I recently had a go at putting together a submission on the Australian federal government’s, Walking, riding and access to public transport draft report. The report itself however has some interesting chapters with sections on topics such as who regularly rides a bicycle in Australia. I thought these sections where worth a closer look. This is the third in a series of posts taking a closer look at the report. The first post looked at how Australians commute to work and study, the second post looked at question, who regularly rides a bicycle in Australia and this post looks at the economic benefits of riding a bicycle.
Section 3.1 of the Walking, riding and access to public transport draft report takes a look at the economic benefits of walking and riding. I will focus on the riding a bicycle aspect here. So what is the economic benefit of riding a bicycle? It is
$1.43 per kilometre cycled √
This value of $1.43 of economic benefits of cycling is based on the findings of the Benefits of inclusion of active transport in infrastructure projects report which was commissioned by the Queensland Department for Main Roads in 2011.

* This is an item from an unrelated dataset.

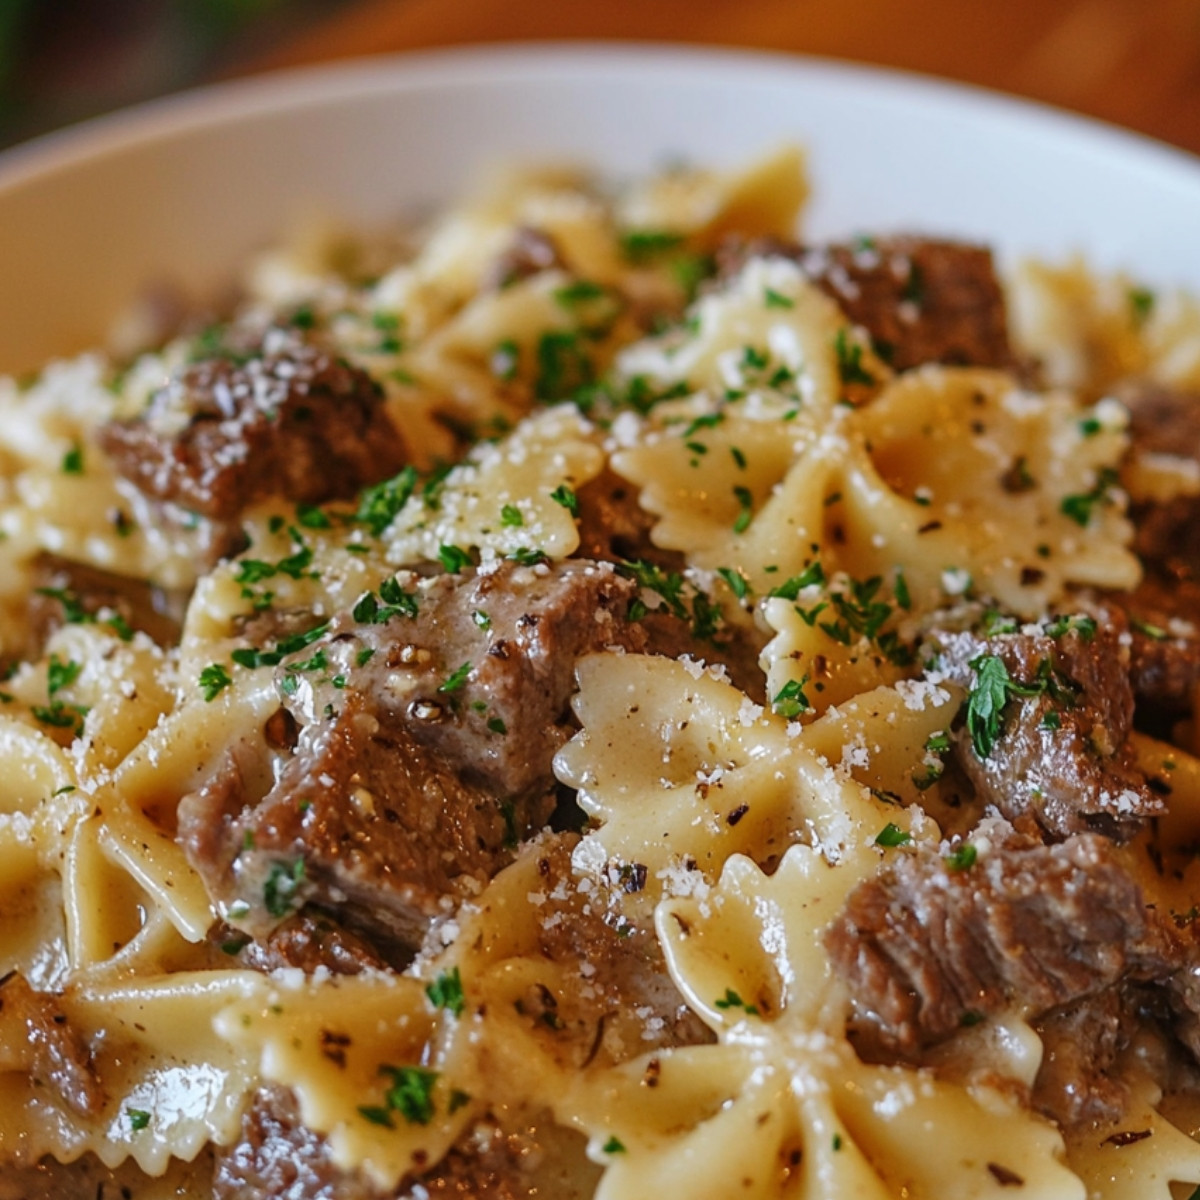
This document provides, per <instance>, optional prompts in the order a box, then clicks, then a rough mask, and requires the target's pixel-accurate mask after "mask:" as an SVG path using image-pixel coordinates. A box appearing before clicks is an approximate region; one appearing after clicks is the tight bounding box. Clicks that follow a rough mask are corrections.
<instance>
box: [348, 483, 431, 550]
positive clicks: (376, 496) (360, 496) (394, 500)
mask: <svg viewBox="0 0 1200 1200" xmlns="http://www.w3.org/2000/svg"><path fill="white" fill-rule="evenodd" d="M416 480H418V475H416V468H415V467H412V466H409V467H406V468H404V469H403V470H402V472H400V474H398V475H392V478H391V479H385V480H384V481H383V482H382V484H376V485H374V486H373V487H368V488H366V490H365V491H364V492H361V493H360V494H359V506H358V509H356V510H355V512H354V520H355V521H359V522H361V523H362V524H365V526H366V527H367V529H370V530H371V534H372V535H373V536H376V538H378V536H379V534H382V533H383V532H384V529H386V528H388V526H390V524H391V522H392V521H394V520H395V517H396V514H397V512H400V510H401V509H402V508H403V506H404V505H406V504H407V503H408V500H409V498H410V497H412V494H413V492H414V490H415V488H416Z"/></svg>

The study undertook an assessment of a range of location-specific projects and provided a basis for assessing generic active transport projects. The study found that, for a typical off-road path in an inner urban area 1,000 bicycle riders per day will generate discounted benefits of around $15 million over a 30-year appraisal period ($1.43 per kilometre cycled).
The economic analysis suggests that there are significant benefits to come from cycling (and walking) in four areas: Health, traffic Congestion, environment and the community. I will in the remaining posts in this series look at each of these topics and how cycling can play a significant role if we let it, if we stop putting the motor vehicle first.